Site icon Dezeen
Wall House by Anupama Kundoo at Venice Architecture Biennale 2012

Wall House by Anupama Kundoo at Venice Architecture Biennale 2012

Indian architect Anupama Kundoo brought a team of Indian craftsman to Italy to construct a replica of a house inside the Arsenale at the Venice Architecture Biennale.

The building is a full-sized model of a house that Kundoo, who currently practices in Australia, completed in 2000 in Auroville, India.

The craftsman, many of whom had never left India before, worked with students from the University of Queensland and the IUAV in Venice on the construction.

The walls are built from hand-made Indian clay bricks, contrasting with the ancient Venetian brick columns of the Arsenale.

The architect claims that terracotta pots are decreasingly used for cooking in the part of India mentioned, which is why they are used for the ceilings on both storeys of the structure.

A dining table is positioned in the central space and is made from only a single log of wood, without any leftover material or any additional joinery.
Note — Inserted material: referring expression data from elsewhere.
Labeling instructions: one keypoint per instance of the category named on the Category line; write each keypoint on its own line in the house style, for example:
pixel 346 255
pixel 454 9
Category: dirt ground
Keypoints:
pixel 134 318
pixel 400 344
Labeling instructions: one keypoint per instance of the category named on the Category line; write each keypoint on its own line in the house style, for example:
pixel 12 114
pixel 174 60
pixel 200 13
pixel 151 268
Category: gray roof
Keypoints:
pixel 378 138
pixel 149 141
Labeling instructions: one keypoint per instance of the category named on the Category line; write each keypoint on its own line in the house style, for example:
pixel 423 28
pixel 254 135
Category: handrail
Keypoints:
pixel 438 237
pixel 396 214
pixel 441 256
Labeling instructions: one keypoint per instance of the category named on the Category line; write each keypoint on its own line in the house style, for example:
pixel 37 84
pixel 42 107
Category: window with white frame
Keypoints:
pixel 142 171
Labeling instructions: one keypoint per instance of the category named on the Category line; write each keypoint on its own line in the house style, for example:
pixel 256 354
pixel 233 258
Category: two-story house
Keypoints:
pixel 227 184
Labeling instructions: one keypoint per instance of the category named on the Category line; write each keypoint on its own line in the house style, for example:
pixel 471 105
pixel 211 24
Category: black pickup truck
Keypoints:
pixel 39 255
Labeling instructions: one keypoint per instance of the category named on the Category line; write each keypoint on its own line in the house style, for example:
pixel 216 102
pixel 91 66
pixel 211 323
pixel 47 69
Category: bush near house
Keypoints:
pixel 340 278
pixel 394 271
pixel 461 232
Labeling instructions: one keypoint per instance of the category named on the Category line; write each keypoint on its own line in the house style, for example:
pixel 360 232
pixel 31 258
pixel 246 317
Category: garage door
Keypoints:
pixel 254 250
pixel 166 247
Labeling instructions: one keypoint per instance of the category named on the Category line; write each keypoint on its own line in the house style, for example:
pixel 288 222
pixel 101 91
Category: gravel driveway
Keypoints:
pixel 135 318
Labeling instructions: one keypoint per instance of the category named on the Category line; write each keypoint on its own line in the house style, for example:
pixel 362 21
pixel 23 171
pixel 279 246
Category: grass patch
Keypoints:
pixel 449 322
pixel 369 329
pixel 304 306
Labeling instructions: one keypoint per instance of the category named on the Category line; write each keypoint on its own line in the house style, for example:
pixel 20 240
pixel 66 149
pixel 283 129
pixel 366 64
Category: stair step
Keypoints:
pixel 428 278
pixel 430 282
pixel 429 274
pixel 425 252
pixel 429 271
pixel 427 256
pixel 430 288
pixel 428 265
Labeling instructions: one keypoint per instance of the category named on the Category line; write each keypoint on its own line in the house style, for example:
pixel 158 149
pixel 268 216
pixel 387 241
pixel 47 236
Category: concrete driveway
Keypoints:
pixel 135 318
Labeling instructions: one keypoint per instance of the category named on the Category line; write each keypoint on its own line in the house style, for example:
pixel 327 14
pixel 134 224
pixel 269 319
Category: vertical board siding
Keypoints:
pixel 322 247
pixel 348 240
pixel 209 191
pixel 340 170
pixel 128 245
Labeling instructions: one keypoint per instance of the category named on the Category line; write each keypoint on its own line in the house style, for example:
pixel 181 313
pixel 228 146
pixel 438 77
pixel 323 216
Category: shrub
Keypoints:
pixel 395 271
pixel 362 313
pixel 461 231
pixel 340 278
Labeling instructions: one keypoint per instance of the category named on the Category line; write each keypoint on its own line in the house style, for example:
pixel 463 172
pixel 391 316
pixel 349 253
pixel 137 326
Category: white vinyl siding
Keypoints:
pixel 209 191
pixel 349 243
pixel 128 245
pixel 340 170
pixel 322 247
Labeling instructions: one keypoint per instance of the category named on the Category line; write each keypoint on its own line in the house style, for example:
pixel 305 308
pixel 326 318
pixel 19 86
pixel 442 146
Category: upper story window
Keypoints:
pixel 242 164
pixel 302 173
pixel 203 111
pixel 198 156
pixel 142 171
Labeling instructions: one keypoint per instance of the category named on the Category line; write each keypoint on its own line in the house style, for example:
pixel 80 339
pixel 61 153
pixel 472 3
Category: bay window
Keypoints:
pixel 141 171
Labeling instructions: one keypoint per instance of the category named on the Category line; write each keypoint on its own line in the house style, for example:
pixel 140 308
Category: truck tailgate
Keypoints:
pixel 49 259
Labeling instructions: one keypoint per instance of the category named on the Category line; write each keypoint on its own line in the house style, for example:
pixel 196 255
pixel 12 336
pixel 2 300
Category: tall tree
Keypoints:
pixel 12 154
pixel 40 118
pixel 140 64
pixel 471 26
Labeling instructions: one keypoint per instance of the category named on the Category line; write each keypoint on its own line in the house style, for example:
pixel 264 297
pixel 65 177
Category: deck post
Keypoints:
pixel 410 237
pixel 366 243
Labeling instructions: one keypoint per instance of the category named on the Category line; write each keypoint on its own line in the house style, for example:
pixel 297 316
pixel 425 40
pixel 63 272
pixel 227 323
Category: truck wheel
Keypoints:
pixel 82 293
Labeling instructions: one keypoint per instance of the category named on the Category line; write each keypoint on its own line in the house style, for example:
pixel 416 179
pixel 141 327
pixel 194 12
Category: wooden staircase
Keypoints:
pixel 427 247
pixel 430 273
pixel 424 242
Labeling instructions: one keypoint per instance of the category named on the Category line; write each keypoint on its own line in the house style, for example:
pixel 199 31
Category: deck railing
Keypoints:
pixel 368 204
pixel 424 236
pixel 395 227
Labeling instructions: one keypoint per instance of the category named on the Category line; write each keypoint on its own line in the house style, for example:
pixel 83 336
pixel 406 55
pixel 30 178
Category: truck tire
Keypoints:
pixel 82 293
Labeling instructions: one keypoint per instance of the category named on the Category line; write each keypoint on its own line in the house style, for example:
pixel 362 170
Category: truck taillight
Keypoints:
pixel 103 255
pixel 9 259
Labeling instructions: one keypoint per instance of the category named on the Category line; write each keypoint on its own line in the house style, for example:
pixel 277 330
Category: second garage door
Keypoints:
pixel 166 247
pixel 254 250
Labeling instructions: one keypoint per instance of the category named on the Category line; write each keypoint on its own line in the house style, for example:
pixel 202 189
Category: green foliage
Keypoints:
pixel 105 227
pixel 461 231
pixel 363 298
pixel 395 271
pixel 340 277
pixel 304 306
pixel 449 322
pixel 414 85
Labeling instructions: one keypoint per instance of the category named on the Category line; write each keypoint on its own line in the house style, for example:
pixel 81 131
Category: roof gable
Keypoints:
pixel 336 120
Photographs of the original house hang from the walls of some rooms, while a storeroom serves to display the different building materials.

See more stories about architecture and design in India »

Watch our interview with biennale director David Chipperfield »

Read all our stories about the biennale »

Here's a short description from the exhibition:


Feel the Ground. Wall House: One to One

Kundoo, an Indian architect now based in Australia, has built an ambitious 1:1 facsimile of the Wall House, a building she designed in Auroville, India in 2000.

The common ground is in its making. A team of Indian craftsmen, some of whom had never before left their home country, were brought to Venice to construct the project in collaboration with staff and students from the University of Queensland and from IUAV in Venice, creating a skills exchange across three continents.

The final piece embodies the dialogue between construct on cultures, and also is a showcase for Kundoo's architecture, a lyrical modernism at ease with the demands of its climate.